Les moutons de 1200 livres sont tirés par la force de 48 hommes ; on s’en sert pour le fort pilotis ou les pieux ordinaires ; mais les plus gros pieux exigent un mouton plus pesant.

On emploie pour lors une machine différente de la sonnette ; six ou huit hommes sont appliqués avec des bras de leviers à mouvoir un treuil horisontal, sur lequel est placé la corde qui porte le mouton, étant élevé au sommet de la machine, un crochet à bascule ou un déclic, font lâcher le mouton, où descend la corde en déroulant le treuil pour le reprendre, ou bien plus commodément & par un échapement que M. Vaulhoue, horloger anglois, a imaginé ; la corde redescend immédiatement après le mouton, qu’elle reprend par une espece de tenaille de fer qui lui est attachée, & cette corde qui est placée sur une lanterne dont l’axe est vertical, le dévide seul en lâchant un déclic sans être obligé de retourner le treuil comme dans le premier cas, ce qui est bien plus commode & expéditif ; ces deux sortes de façons de battre les pieux se nomment également battre au déclic : on s’en sert souvent aussi pour les moutons qui pesent au-dessous de 1200 livres depuis 6 ou 700 livres, tant à cause de la difficulté d’avoir assez d’hommes dans de certaines circonstances pour équiper les grandes sonnettes, que parce qu’ils se nuisent, & qu’en tirant obliquement par les vingtaines ou petites cordes qui sont attachées à la corde principale, comme cela est inévitable, quoique ces petites cordes soient quelquefois attachées autour d’un cercle placé horisontalement pour diminuer l’obliquité, il y a toujours une partie assez considérable de la force qui se trouve perdue.

Il est vrai d’un autre côté que le déclic est moins expéditif, puisque le mouton est moins grand ; ainsi supposer que pour lever un mouton de 1200 livres on se serve de huit hommes appliqués à la sonnette à déclic de M. Vaulhoue, au lieu de 48 qu’il faudroit à la sonnette ordinaire sans déclic, on employera six fois plus de tems, le reste étant supposé d’ailleurs égal.
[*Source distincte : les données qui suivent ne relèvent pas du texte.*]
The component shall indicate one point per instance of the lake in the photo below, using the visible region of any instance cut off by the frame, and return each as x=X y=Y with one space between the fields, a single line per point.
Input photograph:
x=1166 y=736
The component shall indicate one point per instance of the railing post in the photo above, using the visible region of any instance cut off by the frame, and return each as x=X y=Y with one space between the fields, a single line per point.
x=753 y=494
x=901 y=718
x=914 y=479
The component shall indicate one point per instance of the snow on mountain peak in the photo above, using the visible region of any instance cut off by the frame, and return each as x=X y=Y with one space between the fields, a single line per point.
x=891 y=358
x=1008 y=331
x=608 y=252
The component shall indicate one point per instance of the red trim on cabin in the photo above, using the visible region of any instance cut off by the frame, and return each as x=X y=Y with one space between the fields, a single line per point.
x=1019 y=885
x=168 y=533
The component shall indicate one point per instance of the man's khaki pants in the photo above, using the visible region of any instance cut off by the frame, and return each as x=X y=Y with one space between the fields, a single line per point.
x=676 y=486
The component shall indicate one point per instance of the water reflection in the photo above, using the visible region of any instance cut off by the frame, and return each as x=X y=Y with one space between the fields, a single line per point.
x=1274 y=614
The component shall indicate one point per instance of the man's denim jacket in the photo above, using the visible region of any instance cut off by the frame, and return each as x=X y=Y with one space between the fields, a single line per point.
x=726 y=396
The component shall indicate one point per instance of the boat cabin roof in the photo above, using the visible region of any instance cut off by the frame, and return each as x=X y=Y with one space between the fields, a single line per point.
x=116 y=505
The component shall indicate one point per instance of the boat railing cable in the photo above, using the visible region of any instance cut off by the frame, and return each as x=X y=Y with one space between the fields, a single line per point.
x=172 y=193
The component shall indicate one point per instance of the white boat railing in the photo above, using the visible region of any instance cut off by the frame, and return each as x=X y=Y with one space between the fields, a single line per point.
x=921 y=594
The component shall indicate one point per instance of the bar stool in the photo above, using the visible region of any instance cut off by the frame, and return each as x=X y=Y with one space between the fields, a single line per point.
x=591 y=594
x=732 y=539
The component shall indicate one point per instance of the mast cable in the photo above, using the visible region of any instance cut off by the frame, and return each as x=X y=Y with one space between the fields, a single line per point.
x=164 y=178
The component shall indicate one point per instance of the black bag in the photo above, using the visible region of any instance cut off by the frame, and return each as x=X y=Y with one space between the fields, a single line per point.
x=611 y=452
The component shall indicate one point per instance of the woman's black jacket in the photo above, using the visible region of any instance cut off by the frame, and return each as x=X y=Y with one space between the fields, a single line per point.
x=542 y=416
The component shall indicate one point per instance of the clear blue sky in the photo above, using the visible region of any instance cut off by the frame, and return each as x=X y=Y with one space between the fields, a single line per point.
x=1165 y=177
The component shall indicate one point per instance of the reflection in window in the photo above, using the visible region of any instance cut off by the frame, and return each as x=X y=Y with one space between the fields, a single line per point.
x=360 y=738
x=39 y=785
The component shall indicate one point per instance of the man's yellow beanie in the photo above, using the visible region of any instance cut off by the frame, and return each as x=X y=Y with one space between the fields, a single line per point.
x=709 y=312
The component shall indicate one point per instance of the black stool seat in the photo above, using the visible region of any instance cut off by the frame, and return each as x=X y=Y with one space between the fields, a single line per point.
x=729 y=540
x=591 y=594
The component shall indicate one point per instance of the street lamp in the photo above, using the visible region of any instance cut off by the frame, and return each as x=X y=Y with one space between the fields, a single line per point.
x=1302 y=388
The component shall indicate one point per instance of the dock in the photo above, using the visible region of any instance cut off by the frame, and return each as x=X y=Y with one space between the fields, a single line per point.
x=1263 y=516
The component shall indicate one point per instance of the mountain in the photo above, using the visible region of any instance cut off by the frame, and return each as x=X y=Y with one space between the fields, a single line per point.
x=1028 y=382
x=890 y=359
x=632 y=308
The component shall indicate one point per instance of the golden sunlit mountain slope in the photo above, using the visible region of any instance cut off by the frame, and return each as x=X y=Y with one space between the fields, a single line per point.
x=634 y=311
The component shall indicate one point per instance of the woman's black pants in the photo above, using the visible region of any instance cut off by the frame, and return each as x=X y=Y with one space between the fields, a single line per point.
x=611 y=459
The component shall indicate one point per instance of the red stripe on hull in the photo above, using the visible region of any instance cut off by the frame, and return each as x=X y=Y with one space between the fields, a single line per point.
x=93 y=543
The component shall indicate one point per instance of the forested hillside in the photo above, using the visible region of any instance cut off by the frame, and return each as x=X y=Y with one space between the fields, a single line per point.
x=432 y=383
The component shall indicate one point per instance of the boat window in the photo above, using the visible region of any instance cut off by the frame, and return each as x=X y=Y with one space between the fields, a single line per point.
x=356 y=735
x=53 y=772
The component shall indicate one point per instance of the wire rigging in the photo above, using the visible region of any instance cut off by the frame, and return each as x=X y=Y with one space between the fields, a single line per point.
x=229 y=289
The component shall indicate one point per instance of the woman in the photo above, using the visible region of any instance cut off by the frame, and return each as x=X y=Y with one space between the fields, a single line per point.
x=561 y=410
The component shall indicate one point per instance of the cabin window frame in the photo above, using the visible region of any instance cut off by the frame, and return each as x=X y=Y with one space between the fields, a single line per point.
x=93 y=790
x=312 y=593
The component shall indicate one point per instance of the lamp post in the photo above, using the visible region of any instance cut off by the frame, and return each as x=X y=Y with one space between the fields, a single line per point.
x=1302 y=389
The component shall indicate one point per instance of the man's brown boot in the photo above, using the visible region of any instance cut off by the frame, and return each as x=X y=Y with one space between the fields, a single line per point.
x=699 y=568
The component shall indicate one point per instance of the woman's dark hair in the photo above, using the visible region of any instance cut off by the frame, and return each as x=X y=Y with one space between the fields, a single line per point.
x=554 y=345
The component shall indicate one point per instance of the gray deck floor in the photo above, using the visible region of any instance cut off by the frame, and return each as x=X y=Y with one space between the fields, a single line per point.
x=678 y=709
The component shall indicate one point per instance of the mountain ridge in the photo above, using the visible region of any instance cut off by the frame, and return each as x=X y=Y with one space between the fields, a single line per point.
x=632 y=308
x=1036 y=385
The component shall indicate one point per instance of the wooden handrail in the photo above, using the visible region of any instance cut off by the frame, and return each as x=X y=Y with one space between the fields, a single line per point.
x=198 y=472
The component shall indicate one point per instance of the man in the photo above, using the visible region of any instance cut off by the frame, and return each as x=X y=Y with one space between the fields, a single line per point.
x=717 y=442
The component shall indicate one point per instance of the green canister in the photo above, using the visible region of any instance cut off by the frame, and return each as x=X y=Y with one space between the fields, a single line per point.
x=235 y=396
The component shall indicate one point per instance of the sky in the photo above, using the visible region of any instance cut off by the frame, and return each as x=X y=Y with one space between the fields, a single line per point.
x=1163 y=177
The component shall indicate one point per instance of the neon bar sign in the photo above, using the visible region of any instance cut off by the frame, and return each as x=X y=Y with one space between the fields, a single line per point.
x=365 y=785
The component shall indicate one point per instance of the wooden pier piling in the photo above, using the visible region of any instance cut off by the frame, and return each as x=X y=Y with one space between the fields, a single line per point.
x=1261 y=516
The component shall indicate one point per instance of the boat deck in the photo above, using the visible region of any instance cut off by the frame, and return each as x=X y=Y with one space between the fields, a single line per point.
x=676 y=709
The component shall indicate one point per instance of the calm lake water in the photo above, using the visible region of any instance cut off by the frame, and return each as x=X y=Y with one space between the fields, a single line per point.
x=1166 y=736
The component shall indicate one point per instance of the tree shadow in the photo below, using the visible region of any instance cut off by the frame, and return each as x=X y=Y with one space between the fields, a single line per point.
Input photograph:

On pourra donc préférer pour le battage des pieux ou des pilots, celle de ces deux machines qui pourra le mieux convenir pour le lieu & la circonstance, sans devoir se flatter que ce choix puisse épargner la dépense, & c’est-là le résultat de toutes les machines simples telles qu’elles soient.

Un pilotis ne doit être considéré avoir été battu suffisamment, & à ce que l’on appelle au refus du mouton, que lorsque l’on est parvenu à ne le plus faire entrer que d’une ou deux lignes par volée de 25 à 30 coups, & pendant un certain nombre de volées de suite ; à l’égard des pieux, comme ils doivent être moins chargés, on peut se contenter d’un refus de 6 lignes ou même d’un pouce par volée, suivant les circonstances.

Lorsque les pieux ou pilots sont serrés, il faut avoir l’attention d’en couper le bout quarrément sur 2 à 3 pouces, & de faire reserver au fond du sabot autant que cela se peut, afin que le choc du mouton puisse se transmettre immédiatement sur le fond de ce sabot, & non pas sur les cloux dont chaque branche est attachée, ce qui feroit cesser ce sabot & nuiroit à l’enfoncement des pieux.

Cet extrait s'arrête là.